Author: Xinhua Li, Vu Nguyen, Yifang (Jimmy) Zhou 👨🔬
Affiliation: Cedars-Sinai Medical Center 🌍
Purpose: Assessing iodine concentration in liver lesions is essential for evaluating contrast enhancement in multi-phase liver CT and for accurate disease diagnosis. This study aims to evaluate the assessment accuracy of low iodine concentration in liver lesions using different beam options of dual-energy CT.

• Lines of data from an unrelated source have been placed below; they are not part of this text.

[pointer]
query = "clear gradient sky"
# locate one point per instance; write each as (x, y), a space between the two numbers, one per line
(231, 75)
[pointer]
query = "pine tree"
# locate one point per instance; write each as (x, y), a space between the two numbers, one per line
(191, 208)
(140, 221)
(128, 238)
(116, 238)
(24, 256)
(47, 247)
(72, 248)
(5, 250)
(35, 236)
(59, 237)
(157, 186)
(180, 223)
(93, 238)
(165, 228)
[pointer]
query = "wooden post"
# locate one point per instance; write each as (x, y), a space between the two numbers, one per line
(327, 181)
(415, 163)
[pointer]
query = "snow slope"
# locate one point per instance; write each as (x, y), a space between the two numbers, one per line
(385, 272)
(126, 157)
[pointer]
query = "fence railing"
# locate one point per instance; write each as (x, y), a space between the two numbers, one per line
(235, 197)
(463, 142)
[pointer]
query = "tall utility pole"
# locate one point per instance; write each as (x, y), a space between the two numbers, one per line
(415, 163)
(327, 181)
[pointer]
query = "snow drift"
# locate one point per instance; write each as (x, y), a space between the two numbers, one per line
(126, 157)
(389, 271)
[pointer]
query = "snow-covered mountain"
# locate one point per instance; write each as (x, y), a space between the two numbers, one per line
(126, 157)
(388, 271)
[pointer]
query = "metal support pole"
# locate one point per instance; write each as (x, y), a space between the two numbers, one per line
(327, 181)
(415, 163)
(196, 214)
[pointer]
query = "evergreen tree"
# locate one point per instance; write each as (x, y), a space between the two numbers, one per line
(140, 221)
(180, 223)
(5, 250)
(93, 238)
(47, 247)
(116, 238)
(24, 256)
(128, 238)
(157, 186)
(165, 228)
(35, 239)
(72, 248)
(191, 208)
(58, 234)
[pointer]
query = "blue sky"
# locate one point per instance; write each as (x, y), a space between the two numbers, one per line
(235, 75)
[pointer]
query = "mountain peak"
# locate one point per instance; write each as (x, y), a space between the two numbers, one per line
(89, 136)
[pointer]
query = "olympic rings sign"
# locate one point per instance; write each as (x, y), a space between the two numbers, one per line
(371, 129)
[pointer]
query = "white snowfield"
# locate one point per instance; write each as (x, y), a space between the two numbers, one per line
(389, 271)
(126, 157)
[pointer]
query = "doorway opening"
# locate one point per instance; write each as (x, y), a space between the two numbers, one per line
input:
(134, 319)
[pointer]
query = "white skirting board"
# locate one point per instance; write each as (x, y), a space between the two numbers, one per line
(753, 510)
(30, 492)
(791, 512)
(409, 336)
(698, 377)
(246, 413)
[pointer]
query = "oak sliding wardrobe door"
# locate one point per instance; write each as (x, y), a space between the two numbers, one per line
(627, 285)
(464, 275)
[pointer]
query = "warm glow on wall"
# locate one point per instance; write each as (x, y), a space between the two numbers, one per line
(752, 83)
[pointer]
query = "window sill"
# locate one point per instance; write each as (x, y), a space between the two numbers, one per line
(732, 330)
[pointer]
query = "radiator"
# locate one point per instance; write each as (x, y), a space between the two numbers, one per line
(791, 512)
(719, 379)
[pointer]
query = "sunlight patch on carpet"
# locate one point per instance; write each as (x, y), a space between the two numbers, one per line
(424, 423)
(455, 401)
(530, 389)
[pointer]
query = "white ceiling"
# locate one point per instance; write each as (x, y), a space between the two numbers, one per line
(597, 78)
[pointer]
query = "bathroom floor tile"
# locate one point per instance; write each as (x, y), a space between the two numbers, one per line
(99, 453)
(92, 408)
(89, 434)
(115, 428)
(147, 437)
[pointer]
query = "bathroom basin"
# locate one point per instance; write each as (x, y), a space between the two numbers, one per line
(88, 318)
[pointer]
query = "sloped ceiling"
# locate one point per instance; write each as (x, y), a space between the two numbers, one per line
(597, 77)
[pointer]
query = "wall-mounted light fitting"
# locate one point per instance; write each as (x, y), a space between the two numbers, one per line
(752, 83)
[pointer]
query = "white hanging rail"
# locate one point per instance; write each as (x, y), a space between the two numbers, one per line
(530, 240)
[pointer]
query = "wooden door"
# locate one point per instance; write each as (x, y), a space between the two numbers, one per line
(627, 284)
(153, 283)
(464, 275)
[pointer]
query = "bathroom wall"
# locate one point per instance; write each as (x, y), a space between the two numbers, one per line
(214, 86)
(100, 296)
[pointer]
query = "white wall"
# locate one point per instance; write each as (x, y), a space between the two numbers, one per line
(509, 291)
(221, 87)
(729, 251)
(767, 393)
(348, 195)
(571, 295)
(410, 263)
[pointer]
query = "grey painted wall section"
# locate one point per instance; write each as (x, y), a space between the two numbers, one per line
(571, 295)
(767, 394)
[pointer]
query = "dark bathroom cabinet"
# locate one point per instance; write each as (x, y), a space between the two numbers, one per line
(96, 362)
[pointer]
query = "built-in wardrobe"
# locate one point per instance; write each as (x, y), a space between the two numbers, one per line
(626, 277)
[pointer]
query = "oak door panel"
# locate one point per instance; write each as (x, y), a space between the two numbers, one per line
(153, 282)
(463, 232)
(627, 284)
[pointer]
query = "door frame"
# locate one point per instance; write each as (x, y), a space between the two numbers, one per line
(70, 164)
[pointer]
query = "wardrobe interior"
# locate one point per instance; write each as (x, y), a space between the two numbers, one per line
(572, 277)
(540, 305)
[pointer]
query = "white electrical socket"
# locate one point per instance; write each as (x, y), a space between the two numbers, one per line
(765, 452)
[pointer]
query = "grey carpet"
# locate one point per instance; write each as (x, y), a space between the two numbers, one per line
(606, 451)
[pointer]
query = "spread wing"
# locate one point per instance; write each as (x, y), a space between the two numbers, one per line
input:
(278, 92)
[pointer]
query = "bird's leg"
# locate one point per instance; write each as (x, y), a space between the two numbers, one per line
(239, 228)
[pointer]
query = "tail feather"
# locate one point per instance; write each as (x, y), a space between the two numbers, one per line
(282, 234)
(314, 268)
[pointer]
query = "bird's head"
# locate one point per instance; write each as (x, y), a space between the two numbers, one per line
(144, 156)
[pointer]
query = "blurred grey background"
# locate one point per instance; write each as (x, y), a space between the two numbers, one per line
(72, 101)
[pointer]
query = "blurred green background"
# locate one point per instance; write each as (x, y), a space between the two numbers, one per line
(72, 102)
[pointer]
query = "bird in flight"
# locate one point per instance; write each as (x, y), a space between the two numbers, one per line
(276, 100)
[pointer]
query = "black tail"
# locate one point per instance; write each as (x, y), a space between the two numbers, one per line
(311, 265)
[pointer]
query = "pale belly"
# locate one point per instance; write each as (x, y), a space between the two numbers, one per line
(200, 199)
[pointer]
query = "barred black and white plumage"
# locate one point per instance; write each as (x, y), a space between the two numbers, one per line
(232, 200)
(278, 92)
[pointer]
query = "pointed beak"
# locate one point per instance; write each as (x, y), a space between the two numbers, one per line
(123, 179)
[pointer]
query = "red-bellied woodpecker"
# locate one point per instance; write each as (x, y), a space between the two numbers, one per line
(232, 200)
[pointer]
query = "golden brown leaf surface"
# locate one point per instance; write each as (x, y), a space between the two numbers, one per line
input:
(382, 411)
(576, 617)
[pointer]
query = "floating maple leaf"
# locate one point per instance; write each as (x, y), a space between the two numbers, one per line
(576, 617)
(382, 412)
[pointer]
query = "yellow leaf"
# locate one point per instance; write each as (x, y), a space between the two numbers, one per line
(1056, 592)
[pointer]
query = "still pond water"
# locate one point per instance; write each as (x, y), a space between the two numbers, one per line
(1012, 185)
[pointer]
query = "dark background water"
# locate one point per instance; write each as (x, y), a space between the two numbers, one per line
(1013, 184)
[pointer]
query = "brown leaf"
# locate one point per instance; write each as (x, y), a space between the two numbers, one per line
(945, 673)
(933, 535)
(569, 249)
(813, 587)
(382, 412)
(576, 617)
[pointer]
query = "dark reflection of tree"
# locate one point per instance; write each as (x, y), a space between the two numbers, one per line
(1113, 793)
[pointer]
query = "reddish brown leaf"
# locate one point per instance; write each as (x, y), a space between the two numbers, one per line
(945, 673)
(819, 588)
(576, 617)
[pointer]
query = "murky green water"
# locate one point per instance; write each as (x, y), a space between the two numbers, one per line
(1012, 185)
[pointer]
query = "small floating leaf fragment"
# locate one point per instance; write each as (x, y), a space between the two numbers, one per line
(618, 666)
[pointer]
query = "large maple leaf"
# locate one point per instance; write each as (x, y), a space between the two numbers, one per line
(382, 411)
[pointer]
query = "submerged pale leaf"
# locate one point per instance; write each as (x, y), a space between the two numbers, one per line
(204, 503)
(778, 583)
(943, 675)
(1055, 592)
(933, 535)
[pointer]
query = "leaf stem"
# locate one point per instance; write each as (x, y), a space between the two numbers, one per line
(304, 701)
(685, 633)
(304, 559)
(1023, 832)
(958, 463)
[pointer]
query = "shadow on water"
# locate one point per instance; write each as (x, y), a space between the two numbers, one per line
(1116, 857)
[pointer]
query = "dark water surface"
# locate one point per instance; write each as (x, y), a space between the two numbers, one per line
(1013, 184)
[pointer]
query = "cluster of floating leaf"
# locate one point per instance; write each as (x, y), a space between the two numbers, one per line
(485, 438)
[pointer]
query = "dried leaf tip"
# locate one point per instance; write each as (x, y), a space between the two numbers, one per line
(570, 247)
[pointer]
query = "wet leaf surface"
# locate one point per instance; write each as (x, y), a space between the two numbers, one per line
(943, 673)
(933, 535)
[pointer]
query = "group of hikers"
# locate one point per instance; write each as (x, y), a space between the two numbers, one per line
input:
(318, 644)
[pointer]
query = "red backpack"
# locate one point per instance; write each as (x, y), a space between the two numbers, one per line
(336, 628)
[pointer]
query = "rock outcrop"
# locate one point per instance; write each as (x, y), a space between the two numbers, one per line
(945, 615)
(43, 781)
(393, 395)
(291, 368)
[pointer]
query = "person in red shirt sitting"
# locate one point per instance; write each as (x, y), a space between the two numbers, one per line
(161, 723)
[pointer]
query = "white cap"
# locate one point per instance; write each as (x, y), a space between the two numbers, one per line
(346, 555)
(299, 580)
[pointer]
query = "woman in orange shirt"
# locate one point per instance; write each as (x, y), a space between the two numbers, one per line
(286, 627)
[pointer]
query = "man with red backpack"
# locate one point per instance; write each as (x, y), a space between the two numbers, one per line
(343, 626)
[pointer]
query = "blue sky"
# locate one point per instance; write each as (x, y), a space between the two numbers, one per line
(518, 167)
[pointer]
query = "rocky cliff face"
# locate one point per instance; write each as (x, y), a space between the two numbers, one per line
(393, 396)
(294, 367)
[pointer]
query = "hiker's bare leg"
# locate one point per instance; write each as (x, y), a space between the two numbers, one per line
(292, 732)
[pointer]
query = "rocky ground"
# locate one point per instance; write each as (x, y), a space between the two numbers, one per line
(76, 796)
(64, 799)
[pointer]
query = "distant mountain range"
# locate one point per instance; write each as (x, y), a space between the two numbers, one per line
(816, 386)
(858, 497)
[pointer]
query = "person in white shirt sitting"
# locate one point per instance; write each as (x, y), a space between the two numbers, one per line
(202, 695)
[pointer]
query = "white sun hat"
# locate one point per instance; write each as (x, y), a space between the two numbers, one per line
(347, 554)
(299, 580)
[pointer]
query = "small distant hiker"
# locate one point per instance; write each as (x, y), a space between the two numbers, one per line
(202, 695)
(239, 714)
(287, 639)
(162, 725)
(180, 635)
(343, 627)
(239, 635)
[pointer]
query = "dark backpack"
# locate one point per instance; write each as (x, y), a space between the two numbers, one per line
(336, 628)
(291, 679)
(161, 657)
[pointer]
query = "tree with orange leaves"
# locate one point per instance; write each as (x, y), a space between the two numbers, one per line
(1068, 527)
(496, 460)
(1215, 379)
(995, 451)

Methods: A medium-sized (25×32.5 cm2) liver phantom was custom-designed and industry-fabricated. Shaped in realistic liver, the anthropomorphic phantom consisted of three segments, representing early arterial phase (no iodine), late arterial phase (iodine concentration 0.68 mg/cm3), and venous phase (1.89 mg/cm3) in multi-phase liver CT scans. Each segment contained multiple iodine inserts in different shapes (sphere, ellipsoid, lobulated), volumes (0.092 – 8.57 cm3), and concentrations (0.05 – 2.31 mg/cm3). The phantom was scanned on both GE Revolution (fast kV switch, 80/140 kV; Slice thickness 2.5 mm) and Siemens Force (dual source, 80/150 Sn kV, 100/150 Sn kV; 3 mm) with CTDIvol of 14 mGy. Iodine concentration was assessed using the vendor workstations and the mean of three repeated scans was compared with the ground truth.
Results: Using the choice of 80/150 Sn kV, twelve discernible iodine inserts yielded iodine concentration assessments with a root-mean-square (RMS) error of 0.17 mg/cm3. At 100/150 Sn kV, four inserts were non-discernible, and the other 8 inserts yielded iodine concentration assessments with an RMS error of 0.21 mg/cm3. With fast kV switch (100/140 kV), two of twelve inserts were non-discernible, and the other 10 inserts yielded iodine concentration assessments with an RMS error of 0.45 mg/cm3.
Conclusion: Dual-energy CT is valuable for assessing liver lesion iodine concentrations, even at low levels (<2 mg/cm3), in multi-phase liver scans. Among three dual-energy beam choices evaluated in this study, 80/150 Sn kV demonstrated the highest accuracy for lesions in the medium-sized liver phantom.